AI coding agents can read your files, run shell commands, make network requests, and modify your codebase — all in seconds. That power is what makes them useful, and it is also what makes them risky. An agent that deletes the wrong directory, commits a hard-coded API key, or runs a destructive database command can cause real damage, and it can happen faster than you can intervene.

The good news is that these risks are manageable. The threat model for agent workflows is well understood, and the mitigations are practical. This module teaches you how to think about agent security systematically: what can go wrong, how to limit the blast radius when it does, and how to build workflows that are both productive and safe.

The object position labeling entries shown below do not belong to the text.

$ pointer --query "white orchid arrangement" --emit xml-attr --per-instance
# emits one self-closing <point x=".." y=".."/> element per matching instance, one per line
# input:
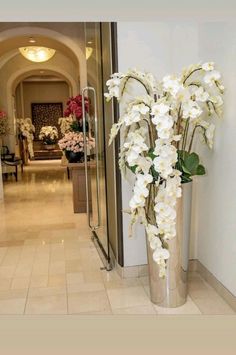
<point x="158" y="131"/>
<point x="26" y="130"/>
<point x="48" y="134"/>
<point x="65" y="124"/>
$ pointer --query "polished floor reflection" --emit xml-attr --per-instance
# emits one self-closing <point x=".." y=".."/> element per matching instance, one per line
<point x="48" y="264"/>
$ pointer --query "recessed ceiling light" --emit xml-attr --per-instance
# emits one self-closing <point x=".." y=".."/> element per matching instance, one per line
<point x="37" y="54"/>
<point x="32" y="40"/>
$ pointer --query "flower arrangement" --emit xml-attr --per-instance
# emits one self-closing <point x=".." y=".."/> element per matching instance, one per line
<point x="74" y="107"/>
<point x="158" y="132"/>
<point x="48" y="134"/>
<point x="26" y="130"/>
<point x="4" y="128"/>
<point x="74" y="142"/>
<point x="65" y="124"/>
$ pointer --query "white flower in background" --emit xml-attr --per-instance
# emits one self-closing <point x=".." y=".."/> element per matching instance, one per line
<point x="27" y="130"/>
<point x="170" y="111"/>
<point x="201" y="94"/>
<point x="209" y="66"/>
<point x="151" y="230"/>
<point x="217" y="100"/>
<point x="143" y="164"/>
<point x="209" y="130"/>
<point x="113" y="85"/>
<point x="171" y="85"/>
<point x="65" y="124"/>
<point x="209" y="133"/>
<point x="140" y="191"/>
<point x="163" y="166"/>
<point x="163" y="123"/>
<point x="191" y="110"/>
<point x="183" y="94"/>
<point x="165" y="211"/>
<point x="211" y="77"/>
<point x="160" y="254"/>
<point x="135" y="145"/>
<point x="135" y="113"/>
<point x="155" y="243"/>
<point x="160" y="109"/>
<point x="114" y="130"/>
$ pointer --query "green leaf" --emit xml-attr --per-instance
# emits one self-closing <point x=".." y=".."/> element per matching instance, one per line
<point x="132" y="168"/>
<point x="185" y="179"/>
<point x="191" y="163"/>
<point x="151" y="154"/>
<point x="200" y="170"/>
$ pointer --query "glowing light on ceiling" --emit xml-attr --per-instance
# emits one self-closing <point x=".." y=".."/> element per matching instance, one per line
<point x="37" y="54"/>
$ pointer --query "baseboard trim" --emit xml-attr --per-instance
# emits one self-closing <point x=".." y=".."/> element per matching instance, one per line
<point x="214" y="283"/>
<point x="194" y="265"/>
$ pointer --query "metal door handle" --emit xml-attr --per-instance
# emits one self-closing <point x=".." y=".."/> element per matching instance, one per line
<point x="86" y="157"/>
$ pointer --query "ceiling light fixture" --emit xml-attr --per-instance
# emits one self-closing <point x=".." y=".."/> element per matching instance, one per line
<point x="32" y="40"/>
<point x="37" y="54"/>
<point x="89" y="51"/>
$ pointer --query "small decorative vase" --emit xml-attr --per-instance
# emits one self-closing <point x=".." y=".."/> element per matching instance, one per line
<point x="171" y="291"/>
<point x="50" y="146"/>
<point x="74" y="157"/>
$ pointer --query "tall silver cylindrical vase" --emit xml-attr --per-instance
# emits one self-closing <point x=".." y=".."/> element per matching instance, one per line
<point x="171" y="291"/>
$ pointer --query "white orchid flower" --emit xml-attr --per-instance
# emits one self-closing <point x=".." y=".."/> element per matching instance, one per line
<point x="208" y="66"/>
<point x="201" y="94"/>
<point x="211" y="77"/>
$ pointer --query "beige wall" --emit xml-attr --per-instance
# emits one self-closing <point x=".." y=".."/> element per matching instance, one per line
<point x="41" y="92"/>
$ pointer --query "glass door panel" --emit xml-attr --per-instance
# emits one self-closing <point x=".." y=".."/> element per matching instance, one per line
<point x="96" y="168"/>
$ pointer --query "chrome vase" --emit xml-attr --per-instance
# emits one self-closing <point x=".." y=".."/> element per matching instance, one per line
<point x="171" y="291"/>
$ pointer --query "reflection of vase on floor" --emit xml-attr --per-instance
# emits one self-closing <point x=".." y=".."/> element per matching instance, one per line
<point x="171" y="291"/>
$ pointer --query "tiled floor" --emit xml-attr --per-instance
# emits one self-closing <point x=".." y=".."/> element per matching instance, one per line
<point x="48" y="264"/>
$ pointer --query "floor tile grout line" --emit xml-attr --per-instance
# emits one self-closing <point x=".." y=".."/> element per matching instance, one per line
<point x="27" y="295"/>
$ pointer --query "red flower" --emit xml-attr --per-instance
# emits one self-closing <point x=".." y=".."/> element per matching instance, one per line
<point x="3" y="114"/>
<point x="74" y="106"/>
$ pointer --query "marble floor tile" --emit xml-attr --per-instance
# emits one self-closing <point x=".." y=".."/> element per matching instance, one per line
<point x="88" y="302"/>
<point x="135" y="310"/>
<point x="57" y="280"/>
<point x="5" y="284"/>
<point x="128" y="297"/>
<point x="56" y="304"/>
<point x="75" y="278"/>
<point x="12" y="306"/>
<point x="38" y="281"/>
<point x="20" y="283"/>
<point x="188" y="308"/>
<point x="47" y="256"/>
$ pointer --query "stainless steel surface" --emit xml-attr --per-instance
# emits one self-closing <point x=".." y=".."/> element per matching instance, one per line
<point x="86" y="89"/>
<point x="96" y="167"/>
<point x="85" y="159"/>
<point x="171" y="291"/>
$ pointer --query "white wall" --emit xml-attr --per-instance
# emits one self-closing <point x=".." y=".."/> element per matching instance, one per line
<point x="162" y="48"/>
<point x="217" y="191"/>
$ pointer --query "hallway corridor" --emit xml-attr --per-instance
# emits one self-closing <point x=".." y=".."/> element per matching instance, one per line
<point x="49" y="265"/>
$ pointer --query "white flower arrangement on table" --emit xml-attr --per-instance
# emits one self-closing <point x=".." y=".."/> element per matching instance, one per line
<point x="26" y="130"/>
<point x="4" y="127"/>
<point x="74" y="142"/>
<point x="48" y="134"/>
<point x="158" y="131"/>
<point x="65" y="124"/>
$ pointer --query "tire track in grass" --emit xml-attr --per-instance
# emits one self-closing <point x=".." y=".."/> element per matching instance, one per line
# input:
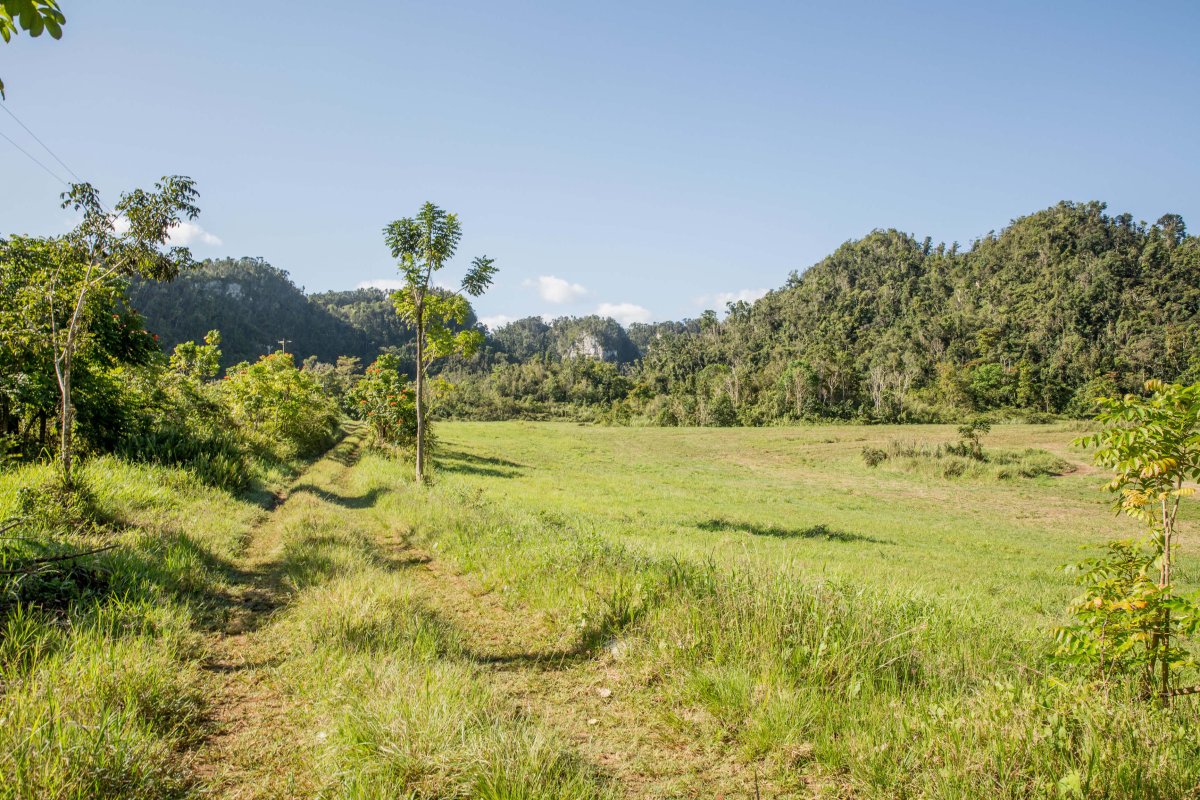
<point x="243" y="699"/>
<point x="587" y="697"/>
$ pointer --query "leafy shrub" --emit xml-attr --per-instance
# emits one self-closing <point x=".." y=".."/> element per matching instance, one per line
<point x="282" y="405"/>
<point x="874" y="456"/>
<point x="384" y="400"/>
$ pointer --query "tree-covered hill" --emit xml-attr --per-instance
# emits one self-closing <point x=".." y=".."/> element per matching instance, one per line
<point x="1059" y="306"/>
<point x="255" y="305"/>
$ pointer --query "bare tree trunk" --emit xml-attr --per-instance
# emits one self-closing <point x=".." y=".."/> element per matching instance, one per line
<point x="66" y="443"/>
<point x="420" y="392"/>
<point x="1165" y="583"/>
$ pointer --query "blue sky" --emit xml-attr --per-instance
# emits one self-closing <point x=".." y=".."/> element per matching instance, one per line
<point x="647" y="160"/>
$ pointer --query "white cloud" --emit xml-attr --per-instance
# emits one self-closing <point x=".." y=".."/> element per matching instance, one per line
<point x="555" y="289"/>
<point x="721" y="299"/>
<point x="387" y="284"/>
<point x="624" y="312"/>
<point x="496" y="320"/>
<point x="189" y="233"/>
<point x="181" y="235"/>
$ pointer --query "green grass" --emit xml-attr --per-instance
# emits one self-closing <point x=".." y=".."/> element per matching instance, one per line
<point x="882" y="632"/>
<point x="756" y="601"/>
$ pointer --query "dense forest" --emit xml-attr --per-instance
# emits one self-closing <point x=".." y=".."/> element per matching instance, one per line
<point x="256" y="305"/>
<point x="1059" y="307"/>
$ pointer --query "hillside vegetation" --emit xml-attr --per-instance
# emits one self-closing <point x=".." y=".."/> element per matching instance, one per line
<point x="1060" y="307"/>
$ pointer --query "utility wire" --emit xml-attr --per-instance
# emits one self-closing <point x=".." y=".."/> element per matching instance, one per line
<point x="28" y="155"/>
<point x="45" y="146"/>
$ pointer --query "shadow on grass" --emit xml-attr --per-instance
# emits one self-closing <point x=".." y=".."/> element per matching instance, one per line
<point x="360" y="501"/>
<point x="777" y="531"/>
<point x="455" y="461"/>
<point x="457" y="455"/>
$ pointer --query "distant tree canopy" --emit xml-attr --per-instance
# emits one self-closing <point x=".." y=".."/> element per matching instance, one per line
<point x="255" y="305"/>
<point x="1063" y="306"/>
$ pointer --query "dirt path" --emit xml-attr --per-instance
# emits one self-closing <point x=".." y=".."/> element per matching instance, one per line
<point x="588" y="697"/>
<point x="241" y="696"/>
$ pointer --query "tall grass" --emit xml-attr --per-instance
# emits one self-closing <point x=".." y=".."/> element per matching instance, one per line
<point x="99" y="657"/>
<point x="864" y="690"/>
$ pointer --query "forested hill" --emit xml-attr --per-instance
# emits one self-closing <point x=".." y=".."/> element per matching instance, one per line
<point x="255" y="305"/>
<point x="1059" y="306"/>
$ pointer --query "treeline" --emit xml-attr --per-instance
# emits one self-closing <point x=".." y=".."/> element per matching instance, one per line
<point x="129" y="397"/>
<point x="256" y="305"/>
<point x="1063" y="306"/>
<point x="1057" y="308"/>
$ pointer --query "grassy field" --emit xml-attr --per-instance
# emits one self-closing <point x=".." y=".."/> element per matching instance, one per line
<point x="587" y="612"/>
<point x="803" y="498"/>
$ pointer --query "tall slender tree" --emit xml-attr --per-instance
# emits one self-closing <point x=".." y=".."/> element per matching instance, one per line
<point x="423" y="245"/>
<point x="107" y="247"/>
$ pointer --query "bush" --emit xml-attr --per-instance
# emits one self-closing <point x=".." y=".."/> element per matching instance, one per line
<point x="874" y="456"/>
<point x="281" y="405"/>
<point x="384" y="400"/>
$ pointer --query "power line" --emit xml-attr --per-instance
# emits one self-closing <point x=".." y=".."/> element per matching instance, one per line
<point x="28" y="155"/>
<point x="45" y="146"/>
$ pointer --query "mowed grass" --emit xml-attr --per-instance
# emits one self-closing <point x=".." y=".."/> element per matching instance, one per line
<point x="803" y="497"/>
<point x="851" y="631"/>
<point x="757" y="606"/>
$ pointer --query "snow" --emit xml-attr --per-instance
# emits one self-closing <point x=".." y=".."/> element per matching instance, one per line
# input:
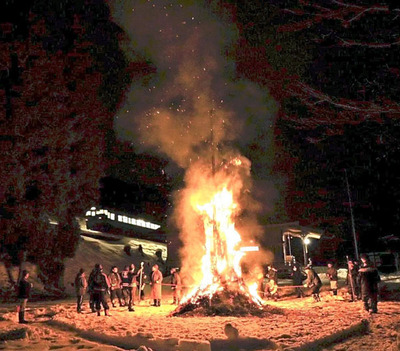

This is not about fear. It is about the same engineering discipline you apply to any powerful tool — understanding its failure modes and building guardrails that let you work confidently.

  • Identify the main security threats in agent workflows: unintended modifications, credential exposure, destructive operations, prompt injection, and supply chain risks
  • Configure agent permission models and sandboxing to limit what an agent can access and modify
  • Manage credentials safely by keeping secrets out of context files and using environment variables or secret managers
  • Treat agent output as code contributions by applying code review, automated checks, and git-based validation workflows
  • Build operational safety practices including undo/rollback strategies, rate limiting, cost controls, and monitoring
  • Recognize when an agent is stuck in a loop or producing hallucinated output
  • Familiarity with a terminal and basic command-line operations
  • Basic understanding of Git and version control workflows
  • An understanding of how AI coding agents work (the agent loop from Module 1)
  • Experience using an AI coding agent for at least a few tasks (concepts from Module 2 through Module 4 are helpful but not required)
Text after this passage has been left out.